Of course, she need never know about the terms of the pre-nup, Gio reasoned, reckoning that he didn’t want that coming back to haunt him at some inopportune time in the future. Billie would be shocked. Billie, who had always tried to see him as a nicer, kinder person than he could ever be, would for ever lose her rose-tinted view of him. He frowned, deciding that he would lose her copy of that document in a safe somewhere...
CHAPTER EIGHT
THE HELICOPTER LANDED in a clearing lit by torches on the island of Letsos.
‘So, this is the island where you were born. Does it belong to you?’ Billie remarked as Gio lifted her down to the ground and then went back to take Theo and assist the nanny in her descent.
‘It still belongs to my grandfather, Theo’s namesake. I imagine if it had ever passed to my father, it would’ve been sold long ago,’ he opined drily. ‘He sold everything that wasn’t nailed down long before he died.’
‘Did your family name the island after themselves?’ she asked curiously.
‘No, I believe my ancestors stole the name and began using it several generations back after a family dispute split them into two factions,’ he explained, ushering her into the four-wheel-drive vehicle.
‘I’m looking forward to meeting your family,’ Billie lied because she felt she had to lie out of politeness.
While Billie was undeniably curious, she was also very apprehensive about the sort of reception she could expect to receive from Gio’s wealthy relatives.

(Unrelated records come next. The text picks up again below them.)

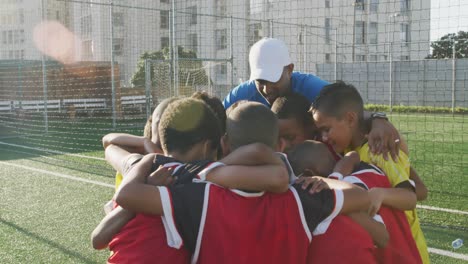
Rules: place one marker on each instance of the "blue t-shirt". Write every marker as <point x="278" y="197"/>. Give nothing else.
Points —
<point x="302" y="83"/>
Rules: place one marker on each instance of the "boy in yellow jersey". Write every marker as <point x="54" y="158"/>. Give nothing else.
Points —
<point x="148" y="143"/>
<point x="338" y="113"/>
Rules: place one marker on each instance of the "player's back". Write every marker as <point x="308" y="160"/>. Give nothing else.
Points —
<point x="401" y="247"/>
<point x="344" y="242"/>
<point x="143" y="240"/>
<point x="253" y="228"/>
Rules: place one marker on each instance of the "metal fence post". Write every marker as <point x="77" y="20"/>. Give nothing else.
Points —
<point x="304" y="49"/>
<point x="231" y="51"/>
<point x="270" y="22"/>
<point x="336" y="55"/>
<point x="175" y="52"/>
<point x="391" y="77"/>
<point x="453" y="74"/>
<point x="44" y="73"/>
<point x="148" y="87"/>
<point x="114" y="112"/>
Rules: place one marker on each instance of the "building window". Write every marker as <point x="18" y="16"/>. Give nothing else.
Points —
<point x="221" y="39"/>
<point x="360" y="57"/>
<point x="87" y="50"/>
<point x="10" y="36"/>
<point x="164" y="16"/>
<point x="221" y="71"/>
<point x="118" y="46"/>
<point x="404" y="34"/>
<point x="360" y="32"/>
<point x="117" y="19"/>
<point x="359" y="4"/>
<point x="16" y="36"/>
<point x="220" y="6"/>
<point x="374" y="6"/>
<point x="373" y="33"/>
<point x="404" y="5"/>
<point x="255" y="32"/>
<point x="21" y="16"/>
<point x="193" y="41"/>
<point x="164" y="42"/>
<point x="327" y="30"/>
<point x="21" y="36"/>
<point x="192" y="13"/>
<point x="86" y="28"/>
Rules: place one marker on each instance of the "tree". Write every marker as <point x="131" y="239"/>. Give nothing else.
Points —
<point x="443" y="48"/>
<point x="191" y="72"/>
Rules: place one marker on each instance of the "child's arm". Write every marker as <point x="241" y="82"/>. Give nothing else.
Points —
<point x="398" y="198"/>
<point x="345" y="166"/>
<point x="120" y="159"/>
<point x="254" y="167"/>
<point x="420" y="187"/>
<point x="109" y="226"/>
<point x="131" y="143"/>
<point x="134" y="195"/>
<point x="376" y="230"/>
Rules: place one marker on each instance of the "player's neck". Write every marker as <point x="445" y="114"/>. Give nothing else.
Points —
<point x="358" y="139"/>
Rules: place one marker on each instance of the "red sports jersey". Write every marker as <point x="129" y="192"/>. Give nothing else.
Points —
<point x="143" y="239"/>
<point x="344" y="242"/>
<point x="401" y="247"/>
<point x="230" y="226"/>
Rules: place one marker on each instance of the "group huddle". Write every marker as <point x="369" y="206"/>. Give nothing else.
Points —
<point x="287" y="169"/>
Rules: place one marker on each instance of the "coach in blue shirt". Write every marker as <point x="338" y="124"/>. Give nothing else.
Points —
<point x="272" y="76"/>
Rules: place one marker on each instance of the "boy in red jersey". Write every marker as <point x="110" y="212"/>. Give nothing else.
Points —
<point x="135" y="238"/>
<point x="344" y="237"/>
<point x="338" y="112"/>
<point x="261" y="227"/>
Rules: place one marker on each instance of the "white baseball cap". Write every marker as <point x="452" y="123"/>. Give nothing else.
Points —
<point x="267" y="59"/>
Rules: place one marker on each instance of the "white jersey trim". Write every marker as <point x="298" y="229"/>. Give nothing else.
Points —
<point x="336" y="175"/>
<point x="246" y="194"/>
<point x="301" y="214"/>
<point x="174" y="239"/>
<point x="355" y="180"/>
<point x="374" y="170"/>
<point x="323" y="226"/>
<point x="202" y="174"/>
<point x="202" y="223"/>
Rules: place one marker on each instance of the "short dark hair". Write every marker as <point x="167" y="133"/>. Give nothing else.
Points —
<point x="311" y="155"/>
<point x="293" y="105"/>
<point x="338" y="98"/>
<point x="215" y="104"/>
<point x="186" y="122"/>
<point x="251" y="122"/>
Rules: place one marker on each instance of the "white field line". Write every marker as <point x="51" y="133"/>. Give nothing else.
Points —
<point x="61" y="175"/>
<point x="448" y="253"/>
<point x="52" y="151"/>
<point x="442" y="209"/>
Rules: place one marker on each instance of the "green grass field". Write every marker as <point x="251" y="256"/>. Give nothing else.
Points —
<point x="51" y="201"/>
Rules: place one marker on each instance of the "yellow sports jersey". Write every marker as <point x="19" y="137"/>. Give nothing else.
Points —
<point x="118" y="180"/>
<point x="131" y="160"/>
<point x="398" y="172"/>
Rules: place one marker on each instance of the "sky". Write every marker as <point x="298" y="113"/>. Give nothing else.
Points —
<point x="448" y="16"/>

In her own opinion she had so many strikes against her: the speed of their marriage, Theo’s birth out of wedlock, never mind the reality that she was a complete stranger and a foreigner without either fancy lineage or cash. She was convinced that those facts would ensure that she was viewed with extreme suspicion and possibly even hostility.
‘You’ll meet them all tomorrow,’ Gio told her calmly.
‘But I assumed I’d be meeting them now...tonight,’ she said tensely.
‘It’s been a very long day and we’re not staying at the main house tonight. We’ll introduce them to Theo in the morning.’ Gio smoothed a hand down over Theo’s back as his son squeezed out a cross little mutter as he secured him in a car seat. ‘The sooner he’s in bed, the better. Irene, you’ll have the help of my old nursemaid tonight because I know you’re tired. We’re leaving Irene and Theo at Agata’s house.’
‘Leaving...Theo?’ Billie parroted in dismay.
‘Relax. It’s not as though we’re abandoning him on a park bench,’ Gio censured with quiet amusement, dark eyes skimming her anxious face. ‘We’re spending our wedding night at the beach house. We’ll pick up Theo in the morning before we go and meet the family. Agata will revel in being the first islander to get to know my son.’